Sharon Fichman outplayed in Wimbledon debut

WIMBLEDON – Canadian Sharon Fichman had little grass-court experience at the highest level before taking Court 7 Tuesday.

And in some ways, it showed. She was outplayed by qualifier Timea Bacsinszky of Switzerland, and went down 6-1, 6-3. The match score would have looked even worse, had she not had a brief surge at the end as Bacsinzsky was trying to close it out.

Here are some photos from the match.

She had beaten Bacsinszky two of the last three times they had played – the most recent a comprehensive 6-2, 6-2, thumping in the final of a $100,000 event in France last month. And the one she lost was an absolute heartbreaker, in a third-set tiebreaker. But all those meetings were on clay. This was absolutely new territory.

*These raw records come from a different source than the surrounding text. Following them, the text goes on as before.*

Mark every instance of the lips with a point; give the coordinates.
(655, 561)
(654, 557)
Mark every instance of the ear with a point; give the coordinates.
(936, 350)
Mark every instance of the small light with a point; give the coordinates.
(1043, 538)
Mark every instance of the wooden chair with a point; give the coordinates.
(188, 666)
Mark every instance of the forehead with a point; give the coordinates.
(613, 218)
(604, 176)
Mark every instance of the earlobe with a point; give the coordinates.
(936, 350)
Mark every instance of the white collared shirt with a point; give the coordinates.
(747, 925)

Fichman had three matches at a lower-level event the second week of the French Open, and one match at the WTA Tour-level tournament in Birmingham two weeks ago before making her debut at the biggest one of them all.

Bacsinszky won that lower-level tournament, playing in Nottingham. And this was her fifth time in the Wimbledon main draw. Just 24 but seems much older than that because she's been around so long. Just turned 15, she was on a Swiss Fed Cup squad missing top players Martina Hingis and Patty Schnyder that came to a suburb of Montreal for a tie a decade ago and beat the young Canadian team and included a young Aleksandra Wozniak and Stéphanie Dubois.

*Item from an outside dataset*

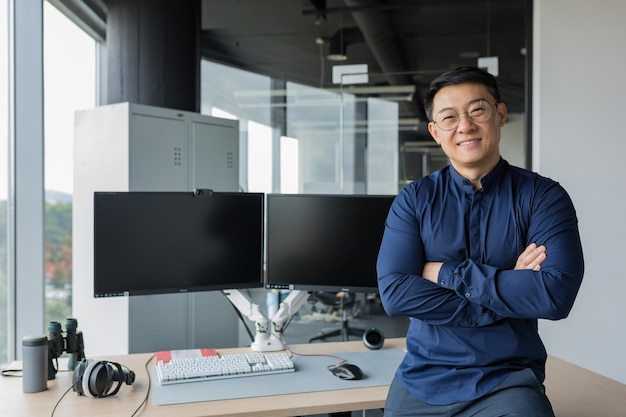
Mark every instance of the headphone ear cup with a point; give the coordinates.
(95, 378)
(77, 379)
(373, 338)
(99, 379)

She's had injuries; she's had crises of confidence and motivation, and that's how she found herself in the qualifying at Roehampton last week. But she's currently ranked No. 85, just one spot below Fichman although the rise came after the cutoff for Wimbledon qualifying.

But she strikes the ball beautifully. And on this occasion, she served very well. Anything Fichman produced that was short in the court – and there was a lot of it – was simply crushed.

The 23-year-old Canadian tried a few things here and there – drop shots, a couple of serve-and-volley plays – but there wasn't nearly enough of that, and her defence just wasn't effective enough to create any sort of doubt in Bacsinzsky's mind.

She was strong and consistent throughout, and Fichman's singles effort at this year's Wimbledon is over.

She'll now focus on the doubles, where she's playing with up-and-coming teenager Donna Vekic of Croatia, who upset No. 21 seed Roberta Vinci of Italy in singles Tuesday. They meet the team of Barbora Zahlavova Strycova and Kimiko Date-Krumm Wednesday.